The New York Giants are a long way from being considered playoff contenders in the upcoming NFL season. They’re suffering the consequences of too many poor personnel decisions in a short span. However, plucking Saquon Barkley and Daniel Jones from the first rounds of consecutive NFL drafts was a good start in rebuilding.
The Giants stumbled to 5-11 and 4-12 records in two seasons under Pat Shurmur, but the good news for new head coach Joe Judge is that the team still plays in the worst division in the NFL.
There’s plenty for the New York Giants to fix
The New York Giants used seven of their 10 draft picks in April on defensive players. Coupled with a class of free-agent signings short on household names but nevertheless experienced, it gives Joe Judge a reason to be optimistic that the league’s third-worst scoring defense in 2019 can make a significantly better showing this time around.
Of course, one obvious way to help the defense is to limit the amount of time it spends on the field. Forcing more three-and-outs would be good, but getting more sustained drives out of second-year quarterback Daniel Jones and the rest of a middle-of-the-pack offense would also help.
To that end, controlling the clock by means of running the ball would be helpful. Fortunately for the Giants, they have just the man to do that. Running back Saquon Barkley was the best rookie in the league in 2018 and eked out 1,003 yards on the ground last season despite an early-season ankle injury that caused him to miss three games.
Barkley was a force for Penn State and made an impressive transition as an NFL rookie by rushing for 1,307 yards and also catching 91 passes. He’s a hard-nosed runner between the tackles with shifty moves to get outside. Seeing all 230 pounds of him come around the edge with the ball has to rate as close to a cornerback’s worst nightmare.
One analyst says Saquon Barkley is future MVP material
Getting to .500 this season would be a nice sign of progress for the New York Giants, who haven’t won a division title since 2011. It’s not entirely out of the question either since they get two shots apiece at the Washington Redskins, Dallas Cowboys, and Philadelphia Eagles.

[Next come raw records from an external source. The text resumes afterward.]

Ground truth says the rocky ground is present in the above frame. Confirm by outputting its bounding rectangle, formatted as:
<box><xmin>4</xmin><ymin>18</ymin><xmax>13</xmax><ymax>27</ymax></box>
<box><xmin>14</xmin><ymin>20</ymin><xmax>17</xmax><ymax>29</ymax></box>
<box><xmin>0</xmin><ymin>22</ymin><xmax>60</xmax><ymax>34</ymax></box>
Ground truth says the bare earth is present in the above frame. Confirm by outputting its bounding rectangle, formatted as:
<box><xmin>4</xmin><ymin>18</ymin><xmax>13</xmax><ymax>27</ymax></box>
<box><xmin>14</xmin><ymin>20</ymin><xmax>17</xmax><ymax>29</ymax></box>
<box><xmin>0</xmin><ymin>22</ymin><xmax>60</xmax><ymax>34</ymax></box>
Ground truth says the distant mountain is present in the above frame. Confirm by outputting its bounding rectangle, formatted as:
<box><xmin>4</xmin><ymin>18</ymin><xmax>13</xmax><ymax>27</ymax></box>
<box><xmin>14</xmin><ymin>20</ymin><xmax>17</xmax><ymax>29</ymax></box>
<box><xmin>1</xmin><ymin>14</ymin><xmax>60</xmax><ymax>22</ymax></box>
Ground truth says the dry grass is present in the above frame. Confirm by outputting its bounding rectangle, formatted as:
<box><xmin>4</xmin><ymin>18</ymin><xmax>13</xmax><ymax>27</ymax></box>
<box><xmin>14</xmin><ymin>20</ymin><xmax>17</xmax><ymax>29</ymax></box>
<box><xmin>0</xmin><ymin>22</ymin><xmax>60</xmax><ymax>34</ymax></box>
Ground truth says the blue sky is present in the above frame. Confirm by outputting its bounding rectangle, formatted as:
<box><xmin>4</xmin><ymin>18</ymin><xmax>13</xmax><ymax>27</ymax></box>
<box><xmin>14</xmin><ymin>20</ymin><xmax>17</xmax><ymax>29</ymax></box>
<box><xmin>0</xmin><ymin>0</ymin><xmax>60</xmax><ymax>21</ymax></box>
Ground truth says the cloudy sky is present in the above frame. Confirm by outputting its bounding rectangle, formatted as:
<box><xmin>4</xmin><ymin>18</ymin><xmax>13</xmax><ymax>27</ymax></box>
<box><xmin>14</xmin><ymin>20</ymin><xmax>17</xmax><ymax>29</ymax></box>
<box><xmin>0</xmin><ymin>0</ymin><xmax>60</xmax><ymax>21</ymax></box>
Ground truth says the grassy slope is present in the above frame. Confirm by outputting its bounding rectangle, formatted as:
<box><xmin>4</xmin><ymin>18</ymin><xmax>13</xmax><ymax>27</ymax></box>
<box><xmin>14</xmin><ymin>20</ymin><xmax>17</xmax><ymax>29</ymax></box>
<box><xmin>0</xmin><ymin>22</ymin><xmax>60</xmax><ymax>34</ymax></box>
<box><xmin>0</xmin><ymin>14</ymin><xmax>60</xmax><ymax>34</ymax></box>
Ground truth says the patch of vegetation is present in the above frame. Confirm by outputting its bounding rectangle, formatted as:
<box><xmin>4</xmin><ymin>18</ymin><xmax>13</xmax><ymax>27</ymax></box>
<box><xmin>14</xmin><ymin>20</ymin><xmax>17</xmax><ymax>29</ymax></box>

They would be playing with house money if they managed to sweep the Redskins and split with their other two NFC East rivals.
Given the improvements the Giants think they’ve made on defense, it wouldn’t take a Herculean effort by running back Saquon Barkley for New York to make a run at an 8-8 mark.
And though he wasn’t speaking specifically about this season, one NFL analyst says Barkley is the sort of player who would get real MVP consideration just for getting the team above .500. After all, he’s already had a season in which he eclipsed 2,000 yards of total offense, so doing that for a team that goes 9-7 instead of 5-11 would be an attention-getter.
“He had 91 receptions and a bunch of yards rushing as a rookie,” said Steve Mariucci of the NFL Network. “He’s going to go over 2,000 yards again. He’s got a chance. If that team can get better and have a winning season, Saquon Barkley.”
Running backs are rarely MVPs anymore, but …
Shawn Alexander of the Seattle Seahawks and LaDainian Tomlinson of the San Diego Chargers were MVPs back-to-back beginning in 2005. Since then, the Minnesota Vikings’ Adrian Peterson in 2012 has been the only running back to earn the award.
Steve Mariucci’s premise regarding Saquon Barkley’s feasibility as an MVP candidate is that most of the recent running backs to have the award have put up a single outlandish number/ or instance, Barry Sanders ran for 2,053 yards in 1997 but scored just eight touchdowns overall.
Marshall Faulk of the 2000 Los Angeles Rams and Peterson in 2012 played on 10-6 teams. Sanders’ Detroit Lions were only 9-7 in his big season.
If Barkley gets the Giants above .500 with 1,500 rushing yards and a bunch of receptions – hardly a reach for him — he’d certainly have to be in the MVP conversation.